Таким образом, у пациентки с впервые выявленным РШМ в эритроцитарной взвеси не наблюдалось безусловного отсутствия продуктов амплификации с праймерами для ДНК L1 ВПЧ и подтвердилось наличие генов β-глобина генома человека. Так как в эритроцитарной взвеси, обработанной трипсином, присутствие продуктов амплификации изучаемых генов исходной ДНК не было подтверждено, можно предположить, что циркулирующая ДНК, которая может быть маркером РШМ, прикреплена к поверхности эритроцитов с помощью рецепторов.
Возможность прикрепления ДНК, в том числе опухолевой ДНК, к поверхности эритроцитов была обсуждена выше. Однако в этом эксперименте ДНК, пусть даже в которой не произошла детекция изучаемых генов, была обнаружена в эритроцитарной взвеси после обработки ее трипсином. Мы упомянули в самом начале раздела, что ДНК была выявлена в этом образце в достаточной концентрации, и это будет являться предметом обсуждения для продолжения исследования. Вероятно, обнаружение ДНК в эритроцитарной взвеси после обработки ее трипсином связано с неспецифическим связыванием ДНК с поверхностью эритроцитов. Во всяком случае, на примере ядерных клеток в исследовании Д.Н. Беляева показана адсорбция фаговой и плазмидной ДНК к мышиным фибробластам и клеткам миеломы, при этом дополнительная предобработка клеток трипсином не влияла на эффективность адсорбции ДНК [30].
Заключение. Конечно, наше исследование имеет ограничения – мы не исключаем технических ошибок. Поэтому исследование должно быть расширено – требуется большее количество пациенток как с РШМ, так и с неоплазиями шейки матки и здоровых пациенток. Важным сейчас для продолжения исследования представляется использование других праймеров для ДНК ВПЧ и ДНК человека наряду с использованными в этой работе. Также необходимо собрать более широкую личную, в том числе медицинскую, информацию о пациентках.
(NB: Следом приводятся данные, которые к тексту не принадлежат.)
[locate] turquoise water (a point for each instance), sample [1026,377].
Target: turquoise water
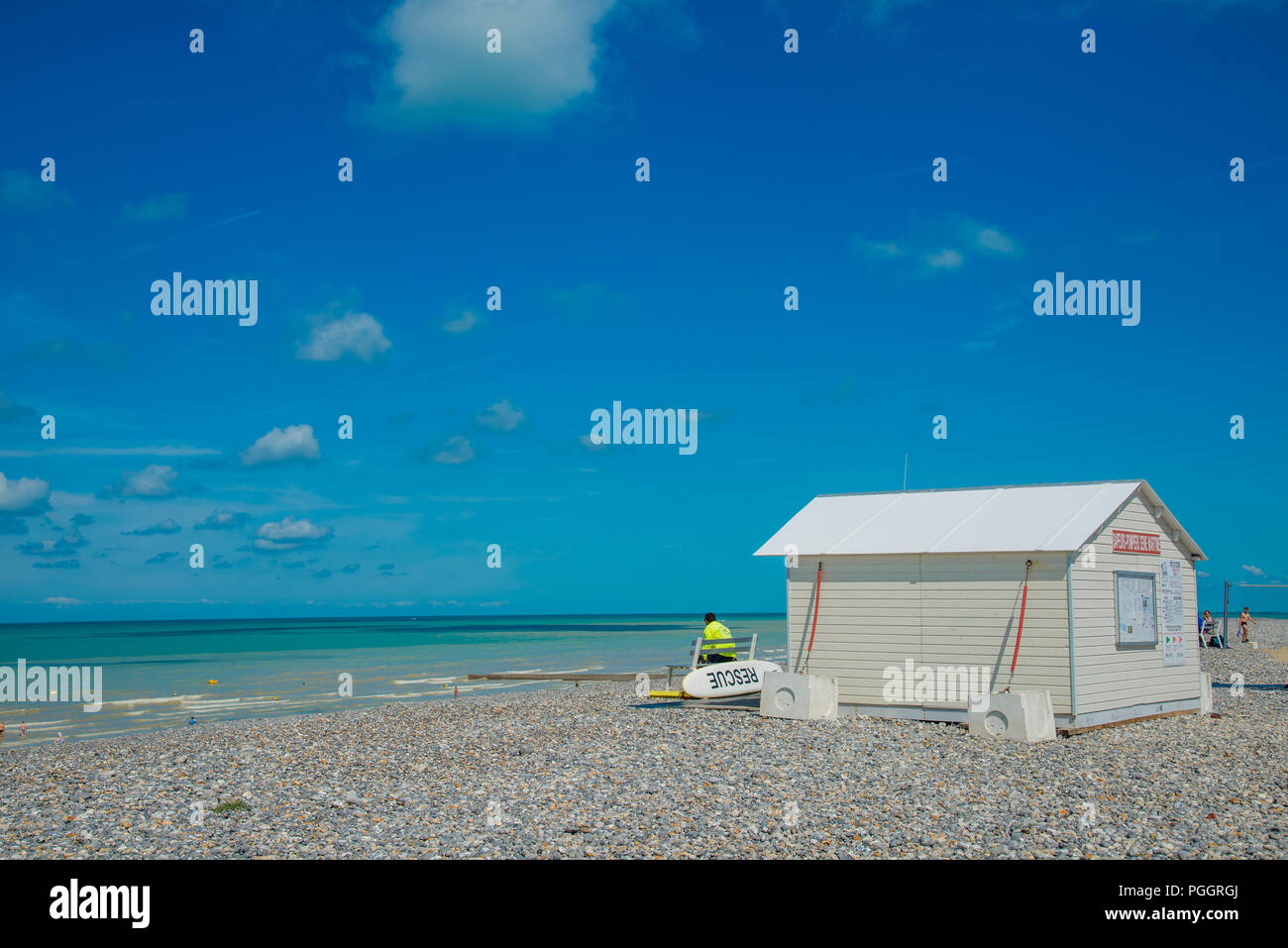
[155,674]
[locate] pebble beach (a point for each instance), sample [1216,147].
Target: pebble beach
[593,772]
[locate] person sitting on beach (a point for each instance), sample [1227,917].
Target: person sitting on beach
[1207,627]
[716,631]
[1244,618]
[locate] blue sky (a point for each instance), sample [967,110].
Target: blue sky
[518,170]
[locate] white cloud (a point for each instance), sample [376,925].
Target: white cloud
[458,451]
[992,239]
[163,207]
[62,601]
[278,445]
[24,493]
[166,526]
[290,533]
[355,334]
[501,416]
[945,260]
[154,480]
[463,324]
[443,68]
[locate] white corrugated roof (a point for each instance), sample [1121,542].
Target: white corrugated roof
[982,519]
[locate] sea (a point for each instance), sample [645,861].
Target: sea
[160,674]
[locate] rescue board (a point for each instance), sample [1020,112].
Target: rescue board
[726,679]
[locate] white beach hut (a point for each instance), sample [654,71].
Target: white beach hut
[919,592]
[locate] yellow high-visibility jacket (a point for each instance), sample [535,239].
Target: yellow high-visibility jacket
[713,633]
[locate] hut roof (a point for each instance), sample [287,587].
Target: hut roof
[978,519]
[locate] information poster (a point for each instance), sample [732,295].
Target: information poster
[1137,616]
[1171,600]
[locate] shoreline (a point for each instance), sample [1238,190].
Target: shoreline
[593,772]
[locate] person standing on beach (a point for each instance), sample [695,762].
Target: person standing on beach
[1244,620]
[716,631]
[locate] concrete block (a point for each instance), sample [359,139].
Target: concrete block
[1025,715]
[799,697]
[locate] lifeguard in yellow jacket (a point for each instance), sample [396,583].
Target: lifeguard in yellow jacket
[716,633]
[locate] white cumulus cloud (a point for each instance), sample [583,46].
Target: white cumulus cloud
[24,493]
[290,533]
[462,324]
[945,260]
[458,451]
[443,67]
[154,480]
[355,334]
[278,445]
[501,416]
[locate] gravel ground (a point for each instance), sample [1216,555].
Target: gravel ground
[593,772]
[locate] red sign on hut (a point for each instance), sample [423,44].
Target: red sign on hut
[1128,541]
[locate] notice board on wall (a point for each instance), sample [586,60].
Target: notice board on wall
[1171,600]
[1137,609]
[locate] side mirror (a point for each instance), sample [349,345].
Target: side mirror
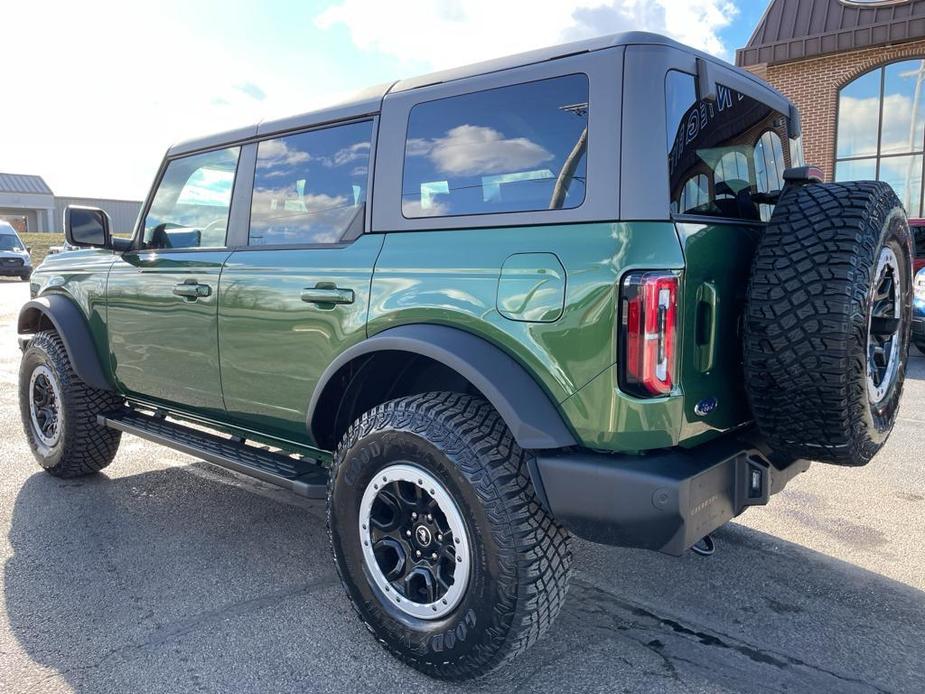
[87,226]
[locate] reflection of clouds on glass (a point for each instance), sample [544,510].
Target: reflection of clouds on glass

Тем не менее, наша стартовая экспериментальная работа показала, что исследование по обнаружению в безъядерных фракциях крови фрагментов циркулирующей ДНК с помощью ПЦР-РВ с использованием доступных праймеров для ДНК ВПЧ и ДНК человека должно быть продолжено. Такое исследование может лечь в основу создания доступного по стоимости и легко воспроизводимого малоинвазивного молекулярно-генетического теста для раннего выявления РШМ.